Bence “influencer”, takipçilerini anlaştıkları firmaların ürünlerine yönlendiren bir çeşit “pazarlama hokkabazı”ndan başka bir şey değil. Aynı alanda başarılı birden fazla firma ve ürünü varken sadece takipçileri fazla diye bu kişilerin kendi işlerine geldiği gibi ya da para aldıkları firmalara yönlendirme yapması hem adil değil hem de etik değil.
Sergiledikleri sanatlarıyla milyonların izlediği kişilerin ödüllendirildiği Altın Kelebek’te “influencer” denen “pazarlama hokkabazlarına” ödül verilmesi hiç de doğru değil.

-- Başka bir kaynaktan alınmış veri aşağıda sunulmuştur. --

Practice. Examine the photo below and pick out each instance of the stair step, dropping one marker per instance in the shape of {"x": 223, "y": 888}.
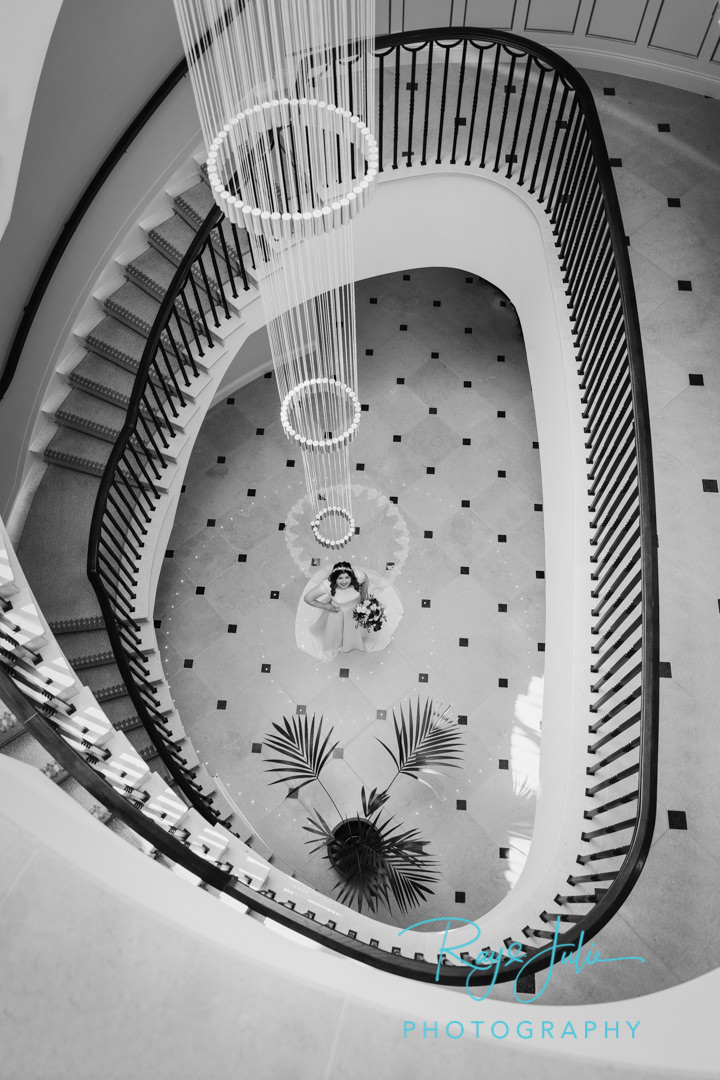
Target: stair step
{"x": 105, "y": 682}
{"x": 104, "y": 379}
{"x": 172, "y": 238}
{"x": 87, "y": 648}
{"x": 83, "y": 412}
{"x": 121, "y": 713}
{"x": 117, "y": 342}
{"x": 79, "y": 450}
{"x": 133, "y": 307}
{"x": 153, "y": 272}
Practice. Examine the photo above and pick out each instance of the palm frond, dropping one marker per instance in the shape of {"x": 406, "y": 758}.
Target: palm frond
{"x": 303, "y": 753}
{"x": 372, "y": 801}
{"x": 425, "y": 740}
{"x": 389, "y": 863}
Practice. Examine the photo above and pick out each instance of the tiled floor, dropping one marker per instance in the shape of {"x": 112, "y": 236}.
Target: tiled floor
{"x": 448, "y": 435}
{"x": 667, "y": 184}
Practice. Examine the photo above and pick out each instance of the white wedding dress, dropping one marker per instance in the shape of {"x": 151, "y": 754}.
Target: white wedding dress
{"x": 324, "y": 634}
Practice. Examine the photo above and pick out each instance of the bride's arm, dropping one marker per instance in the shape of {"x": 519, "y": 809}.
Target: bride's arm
{"x": 313, "y": 598}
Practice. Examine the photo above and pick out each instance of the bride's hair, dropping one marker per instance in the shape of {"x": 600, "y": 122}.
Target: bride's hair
{"x": 337, "y": 571}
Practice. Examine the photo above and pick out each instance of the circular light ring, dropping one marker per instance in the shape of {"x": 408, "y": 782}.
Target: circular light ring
{"x": 321, "y": 445}
{"x": 270, "y": 223}
{"x": 338, "y": 512}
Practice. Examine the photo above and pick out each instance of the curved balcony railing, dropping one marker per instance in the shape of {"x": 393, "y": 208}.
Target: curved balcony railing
{"x": 469, "y": 99}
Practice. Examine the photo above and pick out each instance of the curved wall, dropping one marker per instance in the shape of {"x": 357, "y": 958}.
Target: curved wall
{"x": 671, "y": 41}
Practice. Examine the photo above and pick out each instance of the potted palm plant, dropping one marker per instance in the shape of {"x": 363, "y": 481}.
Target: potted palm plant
{"x": 376, "y": 859}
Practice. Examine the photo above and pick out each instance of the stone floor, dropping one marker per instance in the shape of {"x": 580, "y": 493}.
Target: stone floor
{"x": 447, "y": 495}
{"x": 665, "y": 145}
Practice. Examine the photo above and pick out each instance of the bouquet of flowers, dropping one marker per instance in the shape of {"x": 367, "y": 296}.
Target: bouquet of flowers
{"x": 369, "y": 613}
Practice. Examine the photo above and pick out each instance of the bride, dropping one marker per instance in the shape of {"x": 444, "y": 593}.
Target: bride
{"x": 335, "y": 630}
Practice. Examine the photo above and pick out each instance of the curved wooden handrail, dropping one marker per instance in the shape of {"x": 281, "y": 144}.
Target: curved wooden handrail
{"x": 639, "y": 842}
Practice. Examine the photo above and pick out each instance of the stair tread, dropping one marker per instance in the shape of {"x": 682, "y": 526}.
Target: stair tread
{"x": 113, "y": 338}
{"x": 54, "y": 541}
{"x": 84, "y": 646}
{"x": 93, "y": 410}
{"x": 133, "y": 302}
{"x": 175, "y": 235}
{"x": 95, "y": 372}
{"x": 80, "y": 445}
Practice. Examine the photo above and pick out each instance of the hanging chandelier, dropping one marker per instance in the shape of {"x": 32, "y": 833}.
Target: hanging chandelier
{"x": 284, "y": 91}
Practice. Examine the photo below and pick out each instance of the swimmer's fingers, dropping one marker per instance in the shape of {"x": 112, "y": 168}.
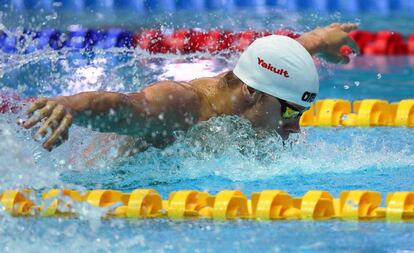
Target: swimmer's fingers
{"x": 58, "y": 136}
{"x": 52, "y": 122}
{"x": 39, "y": 115}
{"x": 36, "y": 105}
{"x": 352, "y": 44}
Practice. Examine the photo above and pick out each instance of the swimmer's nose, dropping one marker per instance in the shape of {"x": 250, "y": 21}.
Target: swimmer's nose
{"x": 291, "y": 126}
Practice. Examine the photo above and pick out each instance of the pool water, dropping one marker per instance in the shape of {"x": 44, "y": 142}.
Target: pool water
{"x": 223, "y": 153}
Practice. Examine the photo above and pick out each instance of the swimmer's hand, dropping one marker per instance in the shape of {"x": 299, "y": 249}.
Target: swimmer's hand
{"x": 326, "y": 42}
{"x": 57, "y": 120}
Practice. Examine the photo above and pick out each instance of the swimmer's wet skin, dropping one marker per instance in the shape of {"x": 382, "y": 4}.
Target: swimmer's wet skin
{"x": 274, "y": 81}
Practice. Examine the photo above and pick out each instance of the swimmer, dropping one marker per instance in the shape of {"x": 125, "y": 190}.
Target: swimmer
{"x": 274, "y": 81}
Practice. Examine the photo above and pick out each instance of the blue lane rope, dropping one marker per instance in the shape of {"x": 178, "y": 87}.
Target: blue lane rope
{"x": 383, "y": 6}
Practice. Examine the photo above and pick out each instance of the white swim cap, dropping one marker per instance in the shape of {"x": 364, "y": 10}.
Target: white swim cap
{"x": 281, "y": 67}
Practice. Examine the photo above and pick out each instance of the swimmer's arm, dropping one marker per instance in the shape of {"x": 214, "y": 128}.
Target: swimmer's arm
{"x": 165, "y": 106}
{"x": 154, "y": 113}
{"x": 327, "y": 41}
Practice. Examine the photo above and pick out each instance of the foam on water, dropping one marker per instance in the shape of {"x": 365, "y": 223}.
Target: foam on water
{"x": 224, "y": 152}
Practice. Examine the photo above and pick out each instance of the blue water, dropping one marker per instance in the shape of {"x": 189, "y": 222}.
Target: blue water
{"x": 222, "y": 153}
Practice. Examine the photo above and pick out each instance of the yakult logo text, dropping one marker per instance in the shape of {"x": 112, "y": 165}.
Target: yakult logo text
{"x": 269, "y": 67}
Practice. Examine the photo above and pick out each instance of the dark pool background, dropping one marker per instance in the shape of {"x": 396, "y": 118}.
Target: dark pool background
{"x": 222, "y": 153}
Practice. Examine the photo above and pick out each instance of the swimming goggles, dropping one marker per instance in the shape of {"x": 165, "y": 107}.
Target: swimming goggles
{"x": 288, "y": 111}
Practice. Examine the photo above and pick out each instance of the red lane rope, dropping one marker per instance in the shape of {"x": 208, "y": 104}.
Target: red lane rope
{"x": 215, "y": 41}
{"x": 191, "y": 41}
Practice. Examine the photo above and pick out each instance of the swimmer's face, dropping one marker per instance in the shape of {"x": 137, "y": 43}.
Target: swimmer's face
{"x": 284, "y": 126}
{"x": 268, "y": 111}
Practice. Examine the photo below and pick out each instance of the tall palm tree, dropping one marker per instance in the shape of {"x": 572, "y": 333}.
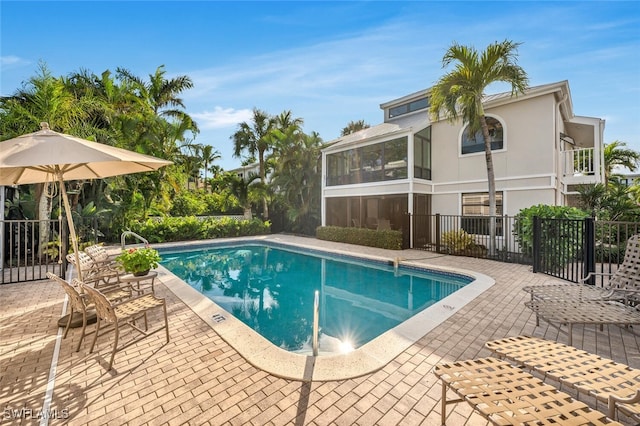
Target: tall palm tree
{"x": 615, "y": 154}
{"x": 354, "y": 126}
{"x": 459, "y": 93}
{"x": 208, "y": 155}
{"x": 160, "y": 94}
{"x": 297, "y": 177}
{"x": 257, "y": 138}
{"x": 43, "y": 98}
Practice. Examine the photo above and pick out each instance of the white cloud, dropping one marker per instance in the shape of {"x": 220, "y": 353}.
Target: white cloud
{"x": 221, "y": 117}
{"x": 11, "y": 61}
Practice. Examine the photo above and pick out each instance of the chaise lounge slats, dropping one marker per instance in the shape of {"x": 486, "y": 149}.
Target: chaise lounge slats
{"x": 506, "y": 395}
{"x": 613, "y": 383}
{"x": 572, "y": 312}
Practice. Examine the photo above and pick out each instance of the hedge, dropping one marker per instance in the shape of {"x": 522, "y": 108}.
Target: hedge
{"x": 188, "y": 228}
{"x": 384, "y": 238}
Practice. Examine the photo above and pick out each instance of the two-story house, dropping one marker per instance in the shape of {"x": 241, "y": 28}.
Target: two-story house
{"x": 411, "y": 164}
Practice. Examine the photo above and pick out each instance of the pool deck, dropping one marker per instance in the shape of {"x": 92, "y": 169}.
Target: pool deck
{"x": 197, "y": 378}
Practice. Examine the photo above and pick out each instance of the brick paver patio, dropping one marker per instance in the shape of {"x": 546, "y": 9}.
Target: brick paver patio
{"x": 199, "y": 379}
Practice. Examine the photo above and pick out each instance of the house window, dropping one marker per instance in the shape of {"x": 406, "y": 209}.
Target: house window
{"x": 409, "y": 107}
{"x": 422, "y": 154}
{"x": 370, "y": 163}
{"x": 475, "y": 143}
{"x": 475, "y": 212}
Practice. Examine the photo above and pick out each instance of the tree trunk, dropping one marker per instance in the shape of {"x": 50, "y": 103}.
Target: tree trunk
{"x": 491, "y": 180}
{"x": 265, "y": 206}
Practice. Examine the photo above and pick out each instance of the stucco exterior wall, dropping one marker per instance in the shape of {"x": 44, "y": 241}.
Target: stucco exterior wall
{"x": 530, "y": 133}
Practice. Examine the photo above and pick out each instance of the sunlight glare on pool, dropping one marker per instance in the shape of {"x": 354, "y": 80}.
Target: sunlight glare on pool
{"x": 271, "y": 289}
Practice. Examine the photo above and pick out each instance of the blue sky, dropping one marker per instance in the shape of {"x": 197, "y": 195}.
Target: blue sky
{"x": 327, "y": 62}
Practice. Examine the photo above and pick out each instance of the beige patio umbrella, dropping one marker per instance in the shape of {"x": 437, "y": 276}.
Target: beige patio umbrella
{"x": 48, "y": 156}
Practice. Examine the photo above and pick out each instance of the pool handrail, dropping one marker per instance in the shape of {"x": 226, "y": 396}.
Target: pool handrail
{"x": 316, "y": 310}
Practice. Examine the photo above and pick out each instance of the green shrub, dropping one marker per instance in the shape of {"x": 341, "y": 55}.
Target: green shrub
{"x": 568, "y": 231}
{"x": 385, "y": 238}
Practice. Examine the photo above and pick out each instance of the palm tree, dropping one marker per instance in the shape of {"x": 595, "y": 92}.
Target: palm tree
{"x": 459, "y": 93}
{"x": 256, "y": 138}
{"x": 43, "y": 98}
{"x": 297, "y": 177}
{"x": 354, "y": 126}
{"x": 208, "y": 155}
{"x": 239, "y": 187}
{"x": 160, "y": 94}
{"x": 615, "y": 154}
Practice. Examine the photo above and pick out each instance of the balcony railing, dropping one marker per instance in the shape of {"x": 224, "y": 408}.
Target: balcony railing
{"x": 580, "y": 166}
{"x": 579, "y": 162}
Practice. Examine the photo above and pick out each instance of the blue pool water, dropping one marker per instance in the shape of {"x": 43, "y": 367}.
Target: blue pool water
{"x": 271, "y": 289}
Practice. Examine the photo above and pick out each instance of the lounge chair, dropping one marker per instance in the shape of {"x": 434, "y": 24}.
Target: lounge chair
{"x": 570, "y": 312}
{"x": 94, "y": 273}
{"x": 101, "y": 256}
{"x": 507, "y": 395}
{"x": 78, "y": 302}
{"x": 623, "y": 285}
{"x": 617, "y": 385}
{"x": 125, "y": 313}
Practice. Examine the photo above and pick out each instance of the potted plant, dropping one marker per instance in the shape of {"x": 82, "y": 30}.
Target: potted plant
{"x": 138, "y": 261}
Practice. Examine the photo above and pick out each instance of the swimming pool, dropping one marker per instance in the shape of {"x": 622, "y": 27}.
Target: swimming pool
{"x": 270, "y": 288}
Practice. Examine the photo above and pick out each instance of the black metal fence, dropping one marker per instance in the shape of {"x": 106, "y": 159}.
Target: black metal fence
{"x": 31, "y": 248}
{"x": 564, "y": 248}
{"x": 469, "y": 236}
{"x": 574, "y": 249}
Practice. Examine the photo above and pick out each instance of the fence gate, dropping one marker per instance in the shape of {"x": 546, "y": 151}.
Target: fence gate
{"x": 564, "y": 248}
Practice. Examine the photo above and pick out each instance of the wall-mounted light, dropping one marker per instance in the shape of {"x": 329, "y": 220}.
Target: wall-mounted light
{"x": 567, "y": 138}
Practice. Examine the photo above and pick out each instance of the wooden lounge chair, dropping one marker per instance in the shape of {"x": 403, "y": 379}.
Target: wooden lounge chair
{"x": 615, "y": 384}
{"x": 78, "y": 302}
{"x": 507, "y": 395}
{"x": 100, "y": 256}
{"x": 125, "y": 313}
{"x": 570, "y": 312}
{"x": 623, "y": 285}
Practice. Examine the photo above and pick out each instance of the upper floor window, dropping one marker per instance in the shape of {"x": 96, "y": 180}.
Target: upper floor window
{"x": 409, "y": 107}
{"x": 422, "y": 154}
{"x": 475, "y": 143}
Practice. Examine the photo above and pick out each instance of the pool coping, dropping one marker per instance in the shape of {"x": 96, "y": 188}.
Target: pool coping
{"x": 368, "y": 358}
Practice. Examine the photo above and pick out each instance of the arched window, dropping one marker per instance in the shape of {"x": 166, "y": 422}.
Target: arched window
{"x": 475, "y": 143}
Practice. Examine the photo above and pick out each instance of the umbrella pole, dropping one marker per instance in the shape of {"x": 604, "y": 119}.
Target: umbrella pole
{"x": 72, "y": 229}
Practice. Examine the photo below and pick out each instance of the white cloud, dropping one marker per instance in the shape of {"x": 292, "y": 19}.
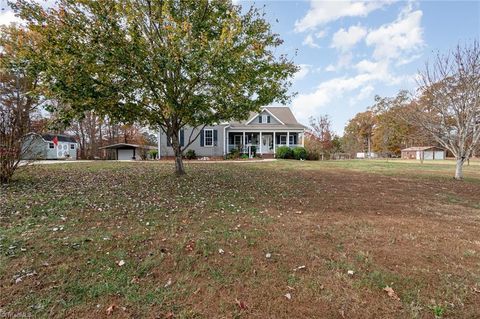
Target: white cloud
{"x": 344, "y": 40}
{"x": 402, "y": 36}
{"x": 323, "y": 12}
{"x": 309, "y": 41}
{"x": 343, "y": 62}
{"x": 303, "y": 72}
{"x": 321, "y": 34}
{"x": 310, "y": 104}
{"x": 362, "y": 95}
{"x": 8, "y": 17}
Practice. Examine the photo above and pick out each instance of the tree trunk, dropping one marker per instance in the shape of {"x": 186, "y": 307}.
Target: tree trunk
{"x": 459, "y": 169}
{"x": 179, "y": 168}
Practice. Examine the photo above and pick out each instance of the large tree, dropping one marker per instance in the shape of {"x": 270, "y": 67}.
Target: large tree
{"x": 19, "y": 98}
{"x": 449, "y": 104}
{"x": 165, "y": 63}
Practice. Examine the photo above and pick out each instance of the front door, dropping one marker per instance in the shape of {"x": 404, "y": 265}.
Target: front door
{"x": 266, "y": 143}
{"x": 237, "y": 140}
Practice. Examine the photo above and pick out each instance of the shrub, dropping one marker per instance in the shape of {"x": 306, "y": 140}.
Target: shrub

Son olarak Altın Kelebek’te bir de Azerbaycan’ın Parlayan Yıldızı ödülü ile en iyi dijital içerik ödülüne bir anlam veremedim. İlki gereksizdi, ikincisi ise sohbet ya da talk show olmalıydı.
* * *
Altın Kelebek’ten bir gece sonra özel bir geceye daha katıldım. Hürriyet’teki röportajlarından sonra sosyal medya paylaşımlarıyla büyük bir takipçi sayısına ulaşan İzzet Çapa’nın eğlence dünyamıza kazandırdığı yeni mekânı Cahide Palazzo’da gerçekleşen Quality of Magazine yeni yıl partisi, şovları ve sahneye çıkan sanatçılarıyla özel bir geceydi. Mekân ve şovlar için İzzet Çapa ile böylesine özenli hazırlanmış bir parti için de magazin haberciliğinin usta ismi Salih abiyi (Keçeci) kutluyorum. Bu gecede Salih abiyi yalnız bırakmayarak eğlencenin dozunu artıran sanatçı dostlarımız ile iş ve cemiyet hayatının ünlü isimlerine de teşekkür etmek gerek.
Quality of Magazin Dergisi’nin yılbaşı partisi vesilesiyle bir kez daha yeni yılınızı kutluyor, başarılı, mutlu ve umutlu bir yıl olmasını diliyorum.